Blog Post

How the Global Stocktake can enhance global cooperation: the case of international finance

Using a bottom-up approach, the Deep Decarbonization Pathways Initiative has been working with seven emerging countries to investigate their needs, including needs depending on international actors, to accelerate national climate action. Improved access to accessible, affordable, and long-term climate finance is a necessary condition to reach their national and climate development goals. Although international financial cooperation is most needed for climate action in the least developed countries and other developing countries, it is also necessary for the transition in emerging economies–although different modalities and kinds of cooperation could be relevant. A similar bottom-up approach in the Paris Climate Agreement’s Global Stocktake would make it possible to identify priority areas for international cooperation in order to accelerate national climate action at the national level, based on the realities of each country.

Identifying global enabling conditions

According to the latest Intergovernmental Panel on Climate Change’s sixth assessment report, current policies are inadequate to reach the Paris Agreement’s targets and could lead to 2.7°C of warming above pre-industrial levels. Accelerated climate action is therefore needed, and the transformation to simultaneously mitigate and adapt to climate change requires “the right scale of finance of the right kind”. Emerging markets and developing countries (EMDCs) excluding China would need $2 trillion/year by 2030 to help cut their emissions and cope with climate impacts, of which half could come from domestic sources and the other half from international finance. Current investments in EMDCs excluding China are only at $500bn. 

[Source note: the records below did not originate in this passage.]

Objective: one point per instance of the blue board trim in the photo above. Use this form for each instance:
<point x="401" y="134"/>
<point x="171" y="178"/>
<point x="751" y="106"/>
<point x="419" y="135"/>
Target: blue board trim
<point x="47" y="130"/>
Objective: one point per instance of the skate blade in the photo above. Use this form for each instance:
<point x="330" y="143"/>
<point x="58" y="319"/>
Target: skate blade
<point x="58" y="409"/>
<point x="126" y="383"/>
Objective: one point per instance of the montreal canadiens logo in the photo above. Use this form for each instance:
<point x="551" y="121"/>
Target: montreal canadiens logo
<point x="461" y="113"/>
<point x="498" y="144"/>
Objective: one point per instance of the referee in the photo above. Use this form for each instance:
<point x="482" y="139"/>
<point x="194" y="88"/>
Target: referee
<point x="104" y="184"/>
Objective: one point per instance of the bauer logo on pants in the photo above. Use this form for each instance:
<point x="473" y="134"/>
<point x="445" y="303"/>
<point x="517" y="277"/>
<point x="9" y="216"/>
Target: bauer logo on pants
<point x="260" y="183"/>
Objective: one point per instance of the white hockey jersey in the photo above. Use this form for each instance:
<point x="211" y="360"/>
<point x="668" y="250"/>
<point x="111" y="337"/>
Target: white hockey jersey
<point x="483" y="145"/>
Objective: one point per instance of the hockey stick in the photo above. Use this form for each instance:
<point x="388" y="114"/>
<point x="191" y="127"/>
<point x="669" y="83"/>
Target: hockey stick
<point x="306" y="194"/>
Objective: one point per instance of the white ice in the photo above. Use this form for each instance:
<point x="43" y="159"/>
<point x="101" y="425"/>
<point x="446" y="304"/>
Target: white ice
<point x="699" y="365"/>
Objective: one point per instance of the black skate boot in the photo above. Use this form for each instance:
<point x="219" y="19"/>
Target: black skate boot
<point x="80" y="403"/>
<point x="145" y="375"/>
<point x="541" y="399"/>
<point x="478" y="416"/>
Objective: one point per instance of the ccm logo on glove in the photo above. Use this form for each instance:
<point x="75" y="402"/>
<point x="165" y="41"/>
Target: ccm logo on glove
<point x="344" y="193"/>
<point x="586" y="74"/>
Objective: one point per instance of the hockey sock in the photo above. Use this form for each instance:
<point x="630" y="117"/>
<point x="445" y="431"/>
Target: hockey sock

DDP research on seven countries (Argentina, Brazil, China, India, Indonesia, Mexico, South Africa) shows that the quality of finance – cost, accessibility, and duration of financial cooperation and credits – is crucial to transform their economies. The research also explores the barriers finance has to face to the nationally defined investment priorities of the seven countries. The findings have been submitted to the United Nations Framework Convention on Climate Change’s Global Stocktake (GST).

Research teams from each country used low emissions scenarios to identify the conditions that will enable their respective countries to achieve their climate and development goals: those are the “global enabling conditions.” Areas of global enabling conditions that are common to all countries were then identified, and after a series of collective discussions, access to affordable and high quality international finance was identified as a common global enabling condition that can help each country accelerate towards a carbon-neutral future.

Finance to implement key transformations

The DDP Initiative findings emphasize that not all types of financing are beneficial in reaching climate and development targets. Climate finance must be accessible, affordable, and long-term. Accessibility of finance means that the time required to apply for and receive finance is not too long and that reporting conditions imposed by donors do not place heavy administrative burdens on national institutions. Affordability ensures that rates are affordable for national actors, and long-term finance is necessary for the implementation of long-term projects.

The country research teams have also identified specific areas of transformations where additional finance is needed to implement their climate and development strategies. These include transformations that: 1) rely on small actors such as farmers and small and medium sized enterprises; 2) require big investments like infrastructure projects; 3) rely on non-mature technologies or markets; 4) require significant upfront action; 5) require institutionalized markets that do not currently exist; and 6) require the expansion of a market currently too small for large-scale activities.

The areas of transformation identified above are important for a climate-neutral economy but are facing barriers in accessing climate finance. For example, transformations that rely on small actors like farmers and SMEs have limited financial capacity and the actors are seen as having low creditworthiness. Another example are technologies for transforming the energy and transport sectors which are in the early stages of maturity and which can be seen as risky.

Collaboration between national and international actors is therefore needed ito overcome these barriers. At the domestic level, countries need to have clear and stable policies and strategies to inspire confidence among investors and establish macroeconomic stability to reduce country credit risks. At the international level, financial actors must develop mechanisms to finance transformations with the characteristics defined above. While there are already many existing climate finance initiatives, they remain insufficiently grounded in the finance priorities and barriers that countries are facing at the national level.

The Global Stocktake: A critical juncture for increased ambition

The GST has so far not received much input from UNFCCC’s Parries, nor has it been able to organize discussions that address questions of how the climate implementation and ambition gap could be bridged. To do so, we propose organizing discussions around systemic transformations and their enablers. The process used in the research in the DDP with seven emerging economies provides insights into how the GST could improve participation from Parties. This three-step process–information collection at the national level, analysis, and collective discussions–ensures that the GST is grounded into the realities of each country. This would allow for a successful COP28 that is focused on increasing national ambition and accelerating national actions. Further, the GST process should identify areas of international collaboration based on national inputs and encourage the need for continuous work on these. This could ensure ownership and leadership in countries that can lead to stronger and better implementation of policies.

This year’s GST is a critical juncture to ensure that the world is on course to reaching the Paris Agreement’s goal of limiting global warming to below 2°C. Ensuring that climate finance answers the needs of emerging countries in the Global South is a crucial piece of the puzzle that will lead countries into a carbon-neutral future.